Obama, Mexican president discuss Cuba and drug cartels

U.S. President Barack Obama meets with Mexican President Enrique Pena Nieto at the White House in Washington January 6, 2015. REUTERS/Kevin Lamarque

WASHINGTON (Reuters) - U.S. President Barack Obama said on Tuesday the United States would insist that human rights in Cuba be discussed at a Summit of the Americas later this year and that Washington would help crack down on drug cartels in Mexico.

Obama, in a White House meeting with Mexico’s President Enrique Pena Nieto, said the two men had discussed the shift in relations between the United States and Cuba, long a sore spot in Latin America.

“I described my initiative to end the 50-year policy with relation to Cuba, to move towards what we hope will be a more constructive policy but one that continues to emphasize human rights and democracy and political freedom,” Obama said.

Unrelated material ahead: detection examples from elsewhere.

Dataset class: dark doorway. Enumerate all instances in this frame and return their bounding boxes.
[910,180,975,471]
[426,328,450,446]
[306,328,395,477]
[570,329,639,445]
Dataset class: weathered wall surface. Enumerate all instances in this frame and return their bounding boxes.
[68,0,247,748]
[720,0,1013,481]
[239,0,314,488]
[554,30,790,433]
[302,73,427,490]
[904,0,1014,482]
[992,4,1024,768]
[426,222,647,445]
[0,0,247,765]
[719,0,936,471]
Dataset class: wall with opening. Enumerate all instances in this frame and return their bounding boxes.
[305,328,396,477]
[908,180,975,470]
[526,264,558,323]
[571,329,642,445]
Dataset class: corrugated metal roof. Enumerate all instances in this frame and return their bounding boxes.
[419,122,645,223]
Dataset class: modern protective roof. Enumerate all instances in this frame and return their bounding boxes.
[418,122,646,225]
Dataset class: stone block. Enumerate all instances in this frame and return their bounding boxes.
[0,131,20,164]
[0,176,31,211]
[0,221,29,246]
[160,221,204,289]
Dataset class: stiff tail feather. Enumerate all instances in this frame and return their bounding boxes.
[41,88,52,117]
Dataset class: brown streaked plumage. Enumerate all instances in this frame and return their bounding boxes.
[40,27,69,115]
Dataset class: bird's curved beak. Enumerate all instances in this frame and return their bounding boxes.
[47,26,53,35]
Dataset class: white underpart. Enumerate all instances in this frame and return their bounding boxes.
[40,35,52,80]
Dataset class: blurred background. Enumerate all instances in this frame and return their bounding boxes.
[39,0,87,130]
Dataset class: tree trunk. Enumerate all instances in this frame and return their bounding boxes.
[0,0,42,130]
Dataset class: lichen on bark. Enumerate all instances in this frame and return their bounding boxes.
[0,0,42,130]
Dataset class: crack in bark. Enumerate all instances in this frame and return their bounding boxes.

“And at the Summit of the Americas, one of the things I informed (President) Pena Nieto is we will participate but we’ll insist that those topics are on the agenda.”

The Mexican president’s standing has been battered by massive street protests following the abduction and likely murder of 43 students in September by a drug gang working with corrupt police in the southwestern city of Iguala.

Obama said the United States was committed to helping eliminate drug cartels in Mexico but that it would be up to the Mexican government and law enforcement to implement measures to crack down on them.

“Obviously we’ve been following here in the United States some of the tragic events surrounding the students whose lives were lost,” Obama said.

“Our commitment is to be a friend and supporter of Mexico in its efforts to eliminate the scourge of violence and the drug cartels that are responsible for so much tragedy inside of Mexico.”

The two men also discussed Obama’s recent executive order removing the threat of deportation faced by millions of illegal immigrants in the United States.

Pena Nieto pledged his government’s support for the people of Mexican origin in the United States who could seek relief under the order, which was opposed by Republicans but welcomed by Obama’s fellow Democrats.